Ahora bien, las historias que desarrolla Kitano tienen una sensibilidad particular que hace que la luz brille en un mundo tan oscuro. Las relaciones que se dan entre las parejas protagonistas siempre son cándidas, infantiles, donde media la necesidad de cuidar el otro sin pedir nada a cambio en vez de un cambio mercantilista siempre pensando en el beneficio, como aprovecharse del prójimo. Los niños no. Aquí hay niños que luchan por sus pasiones: que obvian la ridiculez hipotética de sus pretensiones que no les llevarán jamás a ser un ente productivo (económicamente) de la sociedad y que exploran los límites de un amor tan infinito que se encuentra en las iglesias budistas, en la lejanía de las brillantes estrellas o en los cálidos labios de una semejante; ninguno de los relatos trata sobre la oscuridad que se cierne en el mundo adulto, porque está demasiado ocupado presentando las vicisitudes luminosas del mundo de la infancia.
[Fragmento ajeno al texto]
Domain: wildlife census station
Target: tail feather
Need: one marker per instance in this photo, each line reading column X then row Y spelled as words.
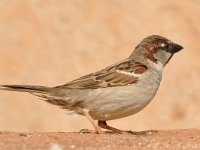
column 25, row 88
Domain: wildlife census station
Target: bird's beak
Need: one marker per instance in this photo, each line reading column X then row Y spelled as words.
column 176, row 48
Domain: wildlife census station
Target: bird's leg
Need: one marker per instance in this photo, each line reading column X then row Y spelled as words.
column 94, row 124
column 104, row 125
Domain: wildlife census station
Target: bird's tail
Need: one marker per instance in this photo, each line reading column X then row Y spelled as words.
column 26, row 88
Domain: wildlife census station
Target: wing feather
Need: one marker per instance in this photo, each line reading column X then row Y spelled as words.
column 109, row 76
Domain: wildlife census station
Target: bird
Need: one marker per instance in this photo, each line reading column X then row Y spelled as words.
column 115, row 92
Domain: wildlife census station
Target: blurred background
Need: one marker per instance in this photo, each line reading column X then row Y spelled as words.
column 47, row 42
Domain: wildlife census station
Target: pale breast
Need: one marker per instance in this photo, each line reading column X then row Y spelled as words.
column 117, row 102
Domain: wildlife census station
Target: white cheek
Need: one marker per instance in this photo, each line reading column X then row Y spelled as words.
column 129, row 73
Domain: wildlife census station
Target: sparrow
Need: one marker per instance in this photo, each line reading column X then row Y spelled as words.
column 114, row 92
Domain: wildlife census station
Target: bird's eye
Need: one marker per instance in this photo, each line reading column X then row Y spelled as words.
column 165, row 45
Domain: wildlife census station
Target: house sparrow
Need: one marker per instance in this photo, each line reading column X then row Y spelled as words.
column 117, row 91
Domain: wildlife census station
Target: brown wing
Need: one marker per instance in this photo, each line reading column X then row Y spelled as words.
column 109, row 76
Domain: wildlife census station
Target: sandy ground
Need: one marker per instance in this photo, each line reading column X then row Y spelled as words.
column 148, row 140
¿Por qué deberíamos hacer caso al pensamiento infantil, errático y basado en las grandes pasiones, y no al adulto, pragmático y basado en la obtención de los mayores beneficios posibles del mundo? Porque sólo el pensamiento infantil nos lleva hacia la auténtica maravilla del mundo. No conocemos el mundo, no hay realidades objetivas en él ni nada es, ni debe ser, inamovible; todo fluye, todo cambia y nunca sabremos cuando algo colapsará quedando en nada o cuando nacerá una nueva forma de pensar que cambiará todo cuanto conocemos, el mundo, y en particular el mundo humano, es una pura contingencia en ebullición ‑como de hecho nos demuestra en el primer relato, The Champion in a Padded Kimono con la inesperada interveción de Shinichi-. Es por eso que el pensamiento adulto, pragmático e inflexible, obliga a la infancia a olvidar los juegos, a estudiar sin cesar y a ser entidades económicamente rentables como único objetivo vital, ¿la felicidad? Deberá llegar por el hecho de ser adulto en sí mismo, y eso nunca ocurre. La fascinación del niño, siempre abierta a nuevas pretensiones, especulativa y no limitada por una concepción necesariamente mercantil de la realidad ‑que, en tanto ajena al carácter humano, es dudoso que adopte creaciones de éste- es precisamente la ventana a la que debemos asomarnos para así poder traer un mundo en perpetua evolución, en perpetua especulación, para todos. No queremos ser adultos porque sólo así es como podrán existir Takeshi’s; sólo así conoceremos a los hombres obcecados en hacernos soñar porque nunca dejaron de ser niños, y quizás lleguemos a ser como ellos.